2012-11-20 14:55:09

UN urges Pakistan to spend on resilience to speed up recovery from natural disasters


November 20, 2012: A United Nations relief official on Mondayu called on Pakistan and its partners to increase investment in resilience measures that will allow the country to recover from natural disasters, such as floods and earthquakes, which have affected millions of people over the past years.
“Pakistan has faced repeated humanitarian crises in the last decade – from the earthquake of 2005 to the unprecedented flooding in 2010. Inevitably, this has brought Pakistan face to face with the challenges of climate change,” said the UN Assistant Secretary-General for Humanitarian Affairs and Deputy Emergency Relief Coordinator, Catherine Bragg, during a visit to the country.
“In the face of these repeated challenges, we must all turn to the longer-term and sustainable solutions – to strengthening resilience,” she added.
Flooding this year in southern Pakistan has affected almost five million people, according to Pakistani Government estimates, and many are still recovering from Pakistan’s floods of 2010 and 2011.
During her visit, Ms. Bragg assessed and drew attention to the needs of communities affected by the floods in the south and displaced families in the northwest.
She visited the Jalozai camp, near the northern city of Peshawar, where 11 per cent of the 744,000 people who have been displaced since 2008 reside. While noting that relief services in the camp are well organized and efficient due to cooperation on the ground among many partners, the UN humanitarian official stressed that there is still a funding shortage to meet their needs.

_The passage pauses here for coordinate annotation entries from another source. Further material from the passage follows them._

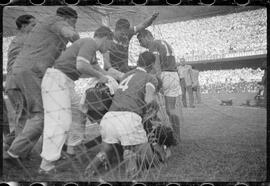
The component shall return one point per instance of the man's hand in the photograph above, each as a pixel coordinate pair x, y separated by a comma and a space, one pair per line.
154, 16
103, 79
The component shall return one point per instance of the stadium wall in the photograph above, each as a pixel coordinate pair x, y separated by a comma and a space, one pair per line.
253, 62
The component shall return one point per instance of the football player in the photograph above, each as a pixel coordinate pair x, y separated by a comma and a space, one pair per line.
116, 60
123, 123
165, 69
59, 97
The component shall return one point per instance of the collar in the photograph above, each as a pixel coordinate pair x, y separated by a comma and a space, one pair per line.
140, 68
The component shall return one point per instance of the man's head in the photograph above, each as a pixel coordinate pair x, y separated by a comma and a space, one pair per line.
146, 60
182, 61
122, 24
103, 36
145, 37
25, 23
68, 14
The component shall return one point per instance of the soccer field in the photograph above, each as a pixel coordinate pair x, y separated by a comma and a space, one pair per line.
218, 143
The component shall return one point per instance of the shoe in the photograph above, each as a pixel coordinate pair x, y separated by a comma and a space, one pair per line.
160, 152
168, 152
47, 172
10, 160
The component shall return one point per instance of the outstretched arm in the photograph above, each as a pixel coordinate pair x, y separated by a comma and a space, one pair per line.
146, 23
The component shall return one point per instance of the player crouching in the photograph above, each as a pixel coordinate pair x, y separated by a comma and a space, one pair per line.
123, 123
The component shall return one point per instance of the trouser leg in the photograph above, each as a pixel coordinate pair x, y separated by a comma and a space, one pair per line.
191, 96
58, 115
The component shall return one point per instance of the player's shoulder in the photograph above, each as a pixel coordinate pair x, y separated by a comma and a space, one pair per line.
86, 42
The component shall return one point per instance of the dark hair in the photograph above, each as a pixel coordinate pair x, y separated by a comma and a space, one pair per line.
23, 20
146, 59
67, 12
143, 33
122, 24
104, 31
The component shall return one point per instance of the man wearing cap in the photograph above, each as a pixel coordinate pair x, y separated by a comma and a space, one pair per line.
41, 48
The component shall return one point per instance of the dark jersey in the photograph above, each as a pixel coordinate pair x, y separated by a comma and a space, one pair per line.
131, 92
42, 46
84, 49
119, 51
165, 51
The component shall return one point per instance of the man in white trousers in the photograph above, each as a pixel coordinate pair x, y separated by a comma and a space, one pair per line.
58, 93
165, 69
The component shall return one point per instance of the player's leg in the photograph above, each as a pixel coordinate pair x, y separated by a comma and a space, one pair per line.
109, 137
190, 96
183, 88
19, 106
58, 116
198, 94
77, 129
132, 133
101, 159
175, 113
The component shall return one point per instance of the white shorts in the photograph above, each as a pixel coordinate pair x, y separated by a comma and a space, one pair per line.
171, 84
122, 127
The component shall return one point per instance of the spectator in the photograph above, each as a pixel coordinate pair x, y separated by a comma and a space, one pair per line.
45, 43
78, 60
25, 24
195, 84
165, 69
186, 82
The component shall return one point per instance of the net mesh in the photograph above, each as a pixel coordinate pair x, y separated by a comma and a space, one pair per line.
212, 137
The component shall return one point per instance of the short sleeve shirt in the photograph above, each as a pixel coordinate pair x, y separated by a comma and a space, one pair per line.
131, 92
119, 50
165, 51
43, 45
84, 49
14, 50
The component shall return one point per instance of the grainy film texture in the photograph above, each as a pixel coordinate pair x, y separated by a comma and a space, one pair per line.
113, 93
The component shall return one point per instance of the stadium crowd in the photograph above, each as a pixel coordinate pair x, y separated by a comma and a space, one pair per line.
213, 37
45, 87
230, 81
204, 38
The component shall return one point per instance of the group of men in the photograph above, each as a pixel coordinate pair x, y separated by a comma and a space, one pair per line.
40, 85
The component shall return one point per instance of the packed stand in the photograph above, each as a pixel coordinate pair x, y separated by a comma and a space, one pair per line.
230, 81
214, 37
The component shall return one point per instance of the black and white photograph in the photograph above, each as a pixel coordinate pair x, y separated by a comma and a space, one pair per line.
134, 93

“$79 million is urgently required to meet immediate needs. Winter is coming, making the need even more urgent. Those needs can only be met if all levels of the Government – from local to federal authorities – are engaged,” Ms. Bragg said. “If you know Pakistan, you know this is the third year that millions of people have been affected by flooding, uprooting families and destroying their livelihoods.”

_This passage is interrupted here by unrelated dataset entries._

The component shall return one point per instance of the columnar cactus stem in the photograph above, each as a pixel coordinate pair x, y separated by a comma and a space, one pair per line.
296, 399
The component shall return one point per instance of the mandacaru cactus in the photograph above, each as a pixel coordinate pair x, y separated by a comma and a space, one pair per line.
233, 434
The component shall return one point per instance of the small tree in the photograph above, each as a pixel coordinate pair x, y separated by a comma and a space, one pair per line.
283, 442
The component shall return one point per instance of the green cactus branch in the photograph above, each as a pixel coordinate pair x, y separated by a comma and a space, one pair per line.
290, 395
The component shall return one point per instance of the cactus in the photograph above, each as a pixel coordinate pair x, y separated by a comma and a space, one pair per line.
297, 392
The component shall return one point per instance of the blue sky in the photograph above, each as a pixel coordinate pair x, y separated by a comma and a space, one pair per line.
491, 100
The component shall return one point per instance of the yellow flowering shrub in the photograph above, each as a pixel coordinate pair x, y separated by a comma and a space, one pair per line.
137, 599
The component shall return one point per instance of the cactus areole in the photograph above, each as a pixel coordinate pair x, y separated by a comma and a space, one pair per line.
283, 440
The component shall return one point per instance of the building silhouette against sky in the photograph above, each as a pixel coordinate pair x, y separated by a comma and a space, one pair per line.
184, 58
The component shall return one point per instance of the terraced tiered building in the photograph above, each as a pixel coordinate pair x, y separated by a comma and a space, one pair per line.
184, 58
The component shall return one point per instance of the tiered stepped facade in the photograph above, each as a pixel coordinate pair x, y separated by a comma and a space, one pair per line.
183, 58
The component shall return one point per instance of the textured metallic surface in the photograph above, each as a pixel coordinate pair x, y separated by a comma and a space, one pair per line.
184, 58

According to the UN Office for the Coordination of Humanitarian Affairs (), funding constraints threaten the provision of critical services to flood-affected people in the provinces of Balochistan, Punjab and Sindh, as well as displaced and returnee families in Khyber Pakhtunkhwa and the Federally Administered Tribal Areas, located in the country’s north-west.

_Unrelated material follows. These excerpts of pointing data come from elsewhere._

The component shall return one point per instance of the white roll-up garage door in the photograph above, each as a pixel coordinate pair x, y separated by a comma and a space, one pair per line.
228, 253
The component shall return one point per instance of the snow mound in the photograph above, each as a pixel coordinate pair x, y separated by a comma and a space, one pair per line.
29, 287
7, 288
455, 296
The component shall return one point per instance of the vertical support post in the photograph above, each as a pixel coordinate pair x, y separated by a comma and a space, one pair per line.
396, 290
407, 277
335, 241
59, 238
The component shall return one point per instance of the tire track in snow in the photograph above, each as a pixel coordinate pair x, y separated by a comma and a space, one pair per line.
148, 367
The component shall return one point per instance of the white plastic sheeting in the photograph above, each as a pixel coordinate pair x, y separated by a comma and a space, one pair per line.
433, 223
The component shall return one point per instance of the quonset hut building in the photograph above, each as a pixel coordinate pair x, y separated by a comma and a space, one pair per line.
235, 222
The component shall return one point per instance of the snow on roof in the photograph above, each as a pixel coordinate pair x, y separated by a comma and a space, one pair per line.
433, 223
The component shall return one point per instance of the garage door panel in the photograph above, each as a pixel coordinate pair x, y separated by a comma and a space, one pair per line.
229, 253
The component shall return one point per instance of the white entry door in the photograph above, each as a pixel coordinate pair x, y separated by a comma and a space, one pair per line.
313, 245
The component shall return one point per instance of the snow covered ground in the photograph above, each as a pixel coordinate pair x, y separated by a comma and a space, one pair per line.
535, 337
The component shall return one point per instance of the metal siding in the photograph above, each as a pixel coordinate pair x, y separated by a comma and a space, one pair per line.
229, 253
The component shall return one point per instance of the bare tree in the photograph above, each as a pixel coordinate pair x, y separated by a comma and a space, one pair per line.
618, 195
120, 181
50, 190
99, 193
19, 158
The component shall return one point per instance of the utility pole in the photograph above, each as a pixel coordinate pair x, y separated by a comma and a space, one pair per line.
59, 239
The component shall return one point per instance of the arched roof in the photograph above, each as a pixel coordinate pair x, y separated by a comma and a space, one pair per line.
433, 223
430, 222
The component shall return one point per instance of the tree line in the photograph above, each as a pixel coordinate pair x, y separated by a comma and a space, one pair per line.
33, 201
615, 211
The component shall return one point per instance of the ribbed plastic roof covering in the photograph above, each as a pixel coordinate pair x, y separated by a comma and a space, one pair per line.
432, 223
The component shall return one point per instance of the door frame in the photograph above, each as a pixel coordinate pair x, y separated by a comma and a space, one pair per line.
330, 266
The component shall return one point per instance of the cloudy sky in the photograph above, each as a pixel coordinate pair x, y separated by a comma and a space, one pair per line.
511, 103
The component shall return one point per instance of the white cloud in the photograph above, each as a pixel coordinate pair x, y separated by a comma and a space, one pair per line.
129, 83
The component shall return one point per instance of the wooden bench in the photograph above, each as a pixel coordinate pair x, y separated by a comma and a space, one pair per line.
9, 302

Humanitarian partners urgently require $196 million to continue providing essential relief services over the coming months, OCHA added. These services include preventative and emergency healthcare, water and sanitation, shelter, education, protection, household relief items, food security and nutrition services
“All partners – the Government of Pakistan, the UN and its partners, international development banks, civil society and philanthropists alike – must come together to tackle this enormous challenge,” Ms. Bragg added.